While preparing your application to support localization, probably the most tedious step consists of extracting the string literals from the source code and adding the code that loads these strings from the resource string table.
Adding the code to extract the strings is not difficult. But since it must be performed hundreds of times in an application, we need to simplify the code as much as possible. That can save us hours of boring work. Also, the resulting code should be as readable as possible. Which gives us a second good reason to use the simplest possible code.
This article features two small yet very helpful classes that do just that: load string literals from the String table with as little and non-intrusive calling code as possible.
It also covers a few string formatting considerations related to localization requirements.
Why should I use the string table?
While preparing for localization and translation of your app, all translatable items (such as strings) must be stored in the resources instead of in the source code, in order to keep translators away from your source code. Localization tools such as appTranslator can easily manipulate your application resources, but you don't want them to play with your source code!
Therefore, all the strings that need to be translated must be stored in the resources. And the String table is the appropriate location.
Note: You may want to store strings in the Message table, which is an alternative resource that looks much like the String table. Although originally designed for better localization support, it is less often used. In addition, Visual Studio does not provide a custom editor for the Message table, making it much less appealing. Daniel Lohmann wrote an excellent article about the Message table.

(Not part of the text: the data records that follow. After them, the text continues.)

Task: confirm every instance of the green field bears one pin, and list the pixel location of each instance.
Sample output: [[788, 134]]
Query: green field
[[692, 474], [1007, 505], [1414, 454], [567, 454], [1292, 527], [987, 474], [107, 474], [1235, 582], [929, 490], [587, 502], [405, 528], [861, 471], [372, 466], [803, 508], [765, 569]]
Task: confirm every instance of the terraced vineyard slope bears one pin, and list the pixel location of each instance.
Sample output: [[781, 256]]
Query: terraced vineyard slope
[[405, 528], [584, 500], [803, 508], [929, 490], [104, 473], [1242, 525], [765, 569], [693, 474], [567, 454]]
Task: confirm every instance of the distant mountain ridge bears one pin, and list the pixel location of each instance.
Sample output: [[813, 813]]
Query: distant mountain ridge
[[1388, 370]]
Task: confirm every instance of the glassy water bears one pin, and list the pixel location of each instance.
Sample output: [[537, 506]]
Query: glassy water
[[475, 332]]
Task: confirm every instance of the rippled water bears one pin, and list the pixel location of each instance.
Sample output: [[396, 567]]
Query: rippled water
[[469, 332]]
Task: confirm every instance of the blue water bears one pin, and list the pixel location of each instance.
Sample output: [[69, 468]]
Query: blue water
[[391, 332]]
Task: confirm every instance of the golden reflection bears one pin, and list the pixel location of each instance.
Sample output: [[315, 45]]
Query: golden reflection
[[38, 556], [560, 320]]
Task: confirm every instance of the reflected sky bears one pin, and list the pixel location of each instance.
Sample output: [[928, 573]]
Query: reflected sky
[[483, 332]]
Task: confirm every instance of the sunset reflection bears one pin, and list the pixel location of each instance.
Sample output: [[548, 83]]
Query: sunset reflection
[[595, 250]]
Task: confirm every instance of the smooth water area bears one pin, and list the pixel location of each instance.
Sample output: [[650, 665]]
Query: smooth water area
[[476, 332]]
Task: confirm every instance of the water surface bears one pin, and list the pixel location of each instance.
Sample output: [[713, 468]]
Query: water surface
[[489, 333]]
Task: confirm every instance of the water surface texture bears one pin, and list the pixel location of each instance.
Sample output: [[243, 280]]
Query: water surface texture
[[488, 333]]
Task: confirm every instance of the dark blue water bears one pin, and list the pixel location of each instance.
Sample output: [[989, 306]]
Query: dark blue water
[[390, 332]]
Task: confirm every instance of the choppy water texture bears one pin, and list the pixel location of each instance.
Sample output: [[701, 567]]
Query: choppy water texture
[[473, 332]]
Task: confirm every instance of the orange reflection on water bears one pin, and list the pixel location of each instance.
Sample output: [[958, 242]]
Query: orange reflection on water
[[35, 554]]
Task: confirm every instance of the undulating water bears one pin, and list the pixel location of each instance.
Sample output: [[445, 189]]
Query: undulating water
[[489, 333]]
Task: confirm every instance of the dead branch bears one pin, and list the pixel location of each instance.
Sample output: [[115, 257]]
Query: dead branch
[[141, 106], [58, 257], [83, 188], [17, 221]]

The LoadString() API: Not straightforward enough
Programmatically extracting a string from the String table involves calling the
LoadString() API. Using the raw API is extremely tedious and boring. And since most serious apps contain hundreds or thousands of string literals, one absolutely needs a wrapper that's as easy and straightforward to use as possible.
Note: In addition, the
LoadString() API suffers from a design limitation: it cannot give you the size of the string that you want to load, making it difficult to properly allocate a buffer to load the string.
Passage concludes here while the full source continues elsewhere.